# Circle City Monthly Bike Ride OC CA December 10th - Sunday



## Eric (Dec 5, 2017)

*


 *

*
Circle City Monthly Bike Ride OC CA December 10th - Sunday
What: Vintage Bike Ride through historic neighborhoods and bike trails. We will stop at interesting locations and finish with a lunch stop. 
When: Sunday Dec 10th Meet at 10:00am and kickstands up at 10:30am Sharp.
Where: Ride starts at the fountain in the middle of the traffic circle at Chapman and Glassell in the city of Orange.
Who: Anyone who can ride a bike. We ask for vintage or classic type bicycles only.

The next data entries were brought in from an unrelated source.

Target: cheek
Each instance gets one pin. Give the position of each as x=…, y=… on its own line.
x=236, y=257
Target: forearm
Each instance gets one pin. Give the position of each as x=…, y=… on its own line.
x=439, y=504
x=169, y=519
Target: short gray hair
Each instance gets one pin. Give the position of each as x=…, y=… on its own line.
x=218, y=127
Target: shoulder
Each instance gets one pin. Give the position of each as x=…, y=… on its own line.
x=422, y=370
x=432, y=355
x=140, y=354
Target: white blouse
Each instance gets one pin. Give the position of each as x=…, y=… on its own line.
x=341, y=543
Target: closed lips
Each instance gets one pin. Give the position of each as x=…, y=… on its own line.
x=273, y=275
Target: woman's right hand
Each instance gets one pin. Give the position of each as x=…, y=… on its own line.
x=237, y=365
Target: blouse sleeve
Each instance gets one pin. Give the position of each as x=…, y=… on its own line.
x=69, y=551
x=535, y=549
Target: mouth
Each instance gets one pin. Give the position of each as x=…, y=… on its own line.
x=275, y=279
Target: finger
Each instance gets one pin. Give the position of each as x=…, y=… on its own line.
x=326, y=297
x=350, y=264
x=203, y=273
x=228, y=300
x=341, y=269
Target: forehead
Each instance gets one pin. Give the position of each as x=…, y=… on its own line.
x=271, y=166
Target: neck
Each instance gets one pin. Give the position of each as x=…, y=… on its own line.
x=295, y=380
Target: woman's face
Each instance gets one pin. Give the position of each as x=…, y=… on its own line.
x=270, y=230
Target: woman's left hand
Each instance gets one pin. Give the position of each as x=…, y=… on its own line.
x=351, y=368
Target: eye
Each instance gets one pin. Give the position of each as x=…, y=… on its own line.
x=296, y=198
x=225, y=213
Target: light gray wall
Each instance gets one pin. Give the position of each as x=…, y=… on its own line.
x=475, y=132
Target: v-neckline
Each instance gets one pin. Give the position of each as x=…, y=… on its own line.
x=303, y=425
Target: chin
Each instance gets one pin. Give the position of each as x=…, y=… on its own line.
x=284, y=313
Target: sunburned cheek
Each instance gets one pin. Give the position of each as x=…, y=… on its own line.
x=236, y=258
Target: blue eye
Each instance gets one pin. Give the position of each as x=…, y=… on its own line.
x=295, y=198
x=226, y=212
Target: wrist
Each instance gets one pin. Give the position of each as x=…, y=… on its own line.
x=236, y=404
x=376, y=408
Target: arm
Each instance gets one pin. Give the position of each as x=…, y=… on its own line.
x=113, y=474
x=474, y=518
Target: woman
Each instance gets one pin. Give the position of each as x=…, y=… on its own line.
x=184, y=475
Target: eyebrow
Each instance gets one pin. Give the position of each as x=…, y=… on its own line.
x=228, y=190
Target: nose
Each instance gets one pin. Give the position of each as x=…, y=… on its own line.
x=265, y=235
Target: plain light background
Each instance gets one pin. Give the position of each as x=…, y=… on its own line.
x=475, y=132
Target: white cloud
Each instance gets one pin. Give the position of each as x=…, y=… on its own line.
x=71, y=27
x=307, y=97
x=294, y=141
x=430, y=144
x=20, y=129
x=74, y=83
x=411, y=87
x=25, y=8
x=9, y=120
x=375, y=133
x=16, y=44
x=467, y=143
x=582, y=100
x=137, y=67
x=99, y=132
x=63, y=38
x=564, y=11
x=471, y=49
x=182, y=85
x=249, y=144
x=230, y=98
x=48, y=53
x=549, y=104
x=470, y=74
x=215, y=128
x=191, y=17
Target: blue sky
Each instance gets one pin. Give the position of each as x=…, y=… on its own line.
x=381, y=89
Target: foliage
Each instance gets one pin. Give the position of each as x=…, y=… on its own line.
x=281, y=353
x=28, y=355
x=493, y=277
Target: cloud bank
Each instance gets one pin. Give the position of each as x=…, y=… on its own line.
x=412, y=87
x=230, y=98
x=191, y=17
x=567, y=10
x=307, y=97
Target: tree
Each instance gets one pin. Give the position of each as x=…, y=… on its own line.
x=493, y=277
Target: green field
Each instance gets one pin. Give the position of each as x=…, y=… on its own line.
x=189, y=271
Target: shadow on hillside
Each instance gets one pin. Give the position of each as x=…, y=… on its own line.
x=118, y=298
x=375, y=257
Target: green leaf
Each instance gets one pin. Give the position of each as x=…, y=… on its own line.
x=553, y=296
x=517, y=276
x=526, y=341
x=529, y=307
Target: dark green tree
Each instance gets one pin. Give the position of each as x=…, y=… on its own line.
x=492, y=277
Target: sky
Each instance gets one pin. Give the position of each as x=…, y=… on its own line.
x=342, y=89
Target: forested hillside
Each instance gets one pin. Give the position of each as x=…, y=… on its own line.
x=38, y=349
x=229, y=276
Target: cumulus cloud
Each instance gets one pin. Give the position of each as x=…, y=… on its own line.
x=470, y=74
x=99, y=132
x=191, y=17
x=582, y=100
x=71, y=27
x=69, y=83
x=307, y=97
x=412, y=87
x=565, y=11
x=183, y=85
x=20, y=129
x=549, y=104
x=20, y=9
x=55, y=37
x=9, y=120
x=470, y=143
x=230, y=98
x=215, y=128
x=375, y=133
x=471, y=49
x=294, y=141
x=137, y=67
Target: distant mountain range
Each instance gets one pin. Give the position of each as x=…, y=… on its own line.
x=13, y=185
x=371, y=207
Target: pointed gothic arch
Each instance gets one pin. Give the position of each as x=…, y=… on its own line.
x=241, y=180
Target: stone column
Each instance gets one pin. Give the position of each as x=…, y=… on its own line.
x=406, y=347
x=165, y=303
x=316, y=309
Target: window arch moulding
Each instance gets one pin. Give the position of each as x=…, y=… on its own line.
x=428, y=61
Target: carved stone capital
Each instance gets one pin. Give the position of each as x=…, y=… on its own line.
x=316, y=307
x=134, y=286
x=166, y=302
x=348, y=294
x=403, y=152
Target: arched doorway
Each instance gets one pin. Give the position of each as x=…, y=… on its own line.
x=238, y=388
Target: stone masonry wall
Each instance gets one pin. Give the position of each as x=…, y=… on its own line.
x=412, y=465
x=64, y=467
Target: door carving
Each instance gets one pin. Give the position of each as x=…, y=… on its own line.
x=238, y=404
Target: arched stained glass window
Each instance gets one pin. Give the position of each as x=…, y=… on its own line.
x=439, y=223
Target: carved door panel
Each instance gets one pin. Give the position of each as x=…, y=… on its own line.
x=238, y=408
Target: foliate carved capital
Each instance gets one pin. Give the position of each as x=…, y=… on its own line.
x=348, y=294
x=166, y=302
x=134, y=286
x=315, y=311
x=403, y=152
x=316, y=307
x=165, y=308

Pace is slow and hills will be minimal.*



* 

 *


----------



## the2finger (Dec 7, 2017)

We will try to make it


----------



## Handle Bar Hoarder (Dec 8, 2017)

I'll be there


----------



## tripple3 (Dec 9, 2017)

I'm gonna ride up the River Trail with Hippie Mike


 
Photo credit @37fleetwood


----------



## 58tornado (Dec 9, 2017)

tripple3 said:


> I'm gonna ride up the River Trail with Hippie Mike
> View attachment 721833
> Photo credit @37fleetwood



Won't be able to make it tomorrow!! But looking forword to the cool pics.. c u guy's next month!!


----------



## higgens (Dec 9, 2017)

Just finished a couple bikes I'll try and make it just don't know witch one to pick


----------



## tripple3 (Dec 10, 2017)

Super fun ride up to Orange, around town, and back home...


----------



## mrg (Dec 10, 2017)

Didn’t take many pics today but fun run with the circle city crew


----------